Employer Not Necessarily Liable for Insulting Facebook Posts
The U.S. Court of Appeals for the Third Circuit rejected a flight attendant’s hostile work environment claim based on offensive posts to a Facebook group that was neither created nor monitored by the employer.
In Chinery v. American Airlines, the flight attendant was outspokenly opposed to a collective bargaining agreement. She claimed that she was harassed on a Facebook group for flight attendants through derogatory photos and offensive comments about her gender and appearance, among other things. She complained to Human Resources, which concluded her claims were without merit. She then sued, alleging the creation of a hostile work environment in violation of Title VII and state law.
A hostile work environment exists when discriminatory conduct is so severe or pervasive as to alter the conditions of the plaintiff’s employment and create an abusive working environment. The Third Circuit found, however, that the complained-of conduct was neither pervasive nor severe. Specifically, the Third Circuit rejected the flight attendant’s argument that the posts were inherently pervasive because “social media posts are public and endure.” According to the Third Circuit, permanence alone does not render the posts so extreme as to change her terms and conditions of employment. Although it acknowledged some of the posts were offensive, the Third Circuit also found that they were “offhand comments and isolated incidents” that did not rise to an extreme level.

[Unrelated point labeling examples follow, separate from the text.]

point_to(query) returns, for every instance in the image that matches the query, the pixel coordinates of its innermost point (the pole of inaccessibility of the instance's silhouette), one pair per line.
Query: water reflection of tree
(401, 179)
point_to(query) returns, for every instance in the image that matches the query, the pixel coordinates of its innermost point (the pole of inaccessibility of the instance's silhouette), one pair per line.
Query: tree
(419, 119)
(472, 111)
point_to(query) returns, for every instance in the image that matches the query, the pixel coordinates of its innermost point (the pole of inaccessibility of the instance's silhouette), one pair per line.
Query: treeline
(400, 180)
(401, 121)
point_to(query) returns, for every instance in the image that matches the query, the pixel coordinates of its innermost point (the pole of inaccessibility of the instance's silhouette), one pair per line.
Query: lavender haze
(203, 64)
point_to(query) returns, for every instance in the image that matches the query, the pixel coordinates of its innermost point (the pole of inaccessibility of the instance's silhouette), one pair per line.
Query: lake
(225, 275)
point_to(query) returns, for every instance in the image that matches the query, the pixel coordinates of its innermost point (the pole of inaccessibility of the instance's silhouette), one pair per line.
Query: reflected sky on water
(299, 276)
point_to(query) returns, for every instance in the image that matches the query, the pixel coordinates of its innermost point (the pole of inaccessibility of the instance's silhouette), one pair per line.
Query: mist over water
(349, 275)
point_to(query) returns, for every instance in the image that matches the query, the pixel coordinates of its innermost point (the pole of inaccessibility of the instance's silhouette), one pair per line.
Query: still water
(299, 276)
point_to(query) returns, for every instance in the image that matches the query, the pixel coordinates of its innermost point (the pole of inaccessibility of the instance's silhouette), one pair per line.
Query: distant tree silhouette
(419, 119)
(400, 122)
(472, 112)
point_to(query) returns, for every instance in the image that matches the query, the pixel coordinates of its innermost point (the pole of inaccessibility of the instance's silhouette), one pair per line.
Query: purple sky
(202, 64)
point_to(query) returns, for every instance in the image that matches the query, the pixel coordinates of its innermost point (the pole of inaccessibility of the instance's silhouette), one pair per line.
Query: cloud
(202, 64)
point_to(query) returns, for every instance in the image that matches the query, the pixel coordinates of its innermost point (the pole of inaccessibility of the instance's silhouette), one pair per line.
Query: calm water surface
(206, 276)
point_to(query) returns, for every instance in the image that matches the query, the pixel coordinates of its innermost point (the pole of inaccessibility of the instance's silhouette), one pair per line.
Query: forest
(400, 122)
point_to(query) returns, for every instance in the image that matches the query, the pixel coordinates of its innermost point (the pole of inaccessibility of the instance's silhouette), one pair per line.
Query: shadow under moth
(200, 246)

Of particular note, the Third Circuit dismissed the argument that the employer, by failing to adequately investigate her complaint or enforce its social media policy, rendered the conduct severe. The Third Circuit acknowledged that these alleged failures could have some bearing on whether the employer had respondeat superior liability for the offensive conduct of the flight attendant’s fellow employees – apparently an argument that the flight attendant did not make. Thus, this case warns employers that they may have an obligation to investigate, and redress, if possible, conduct that occurs outside of the workplace, to the extent that there is an impact that could carry over into the workplace.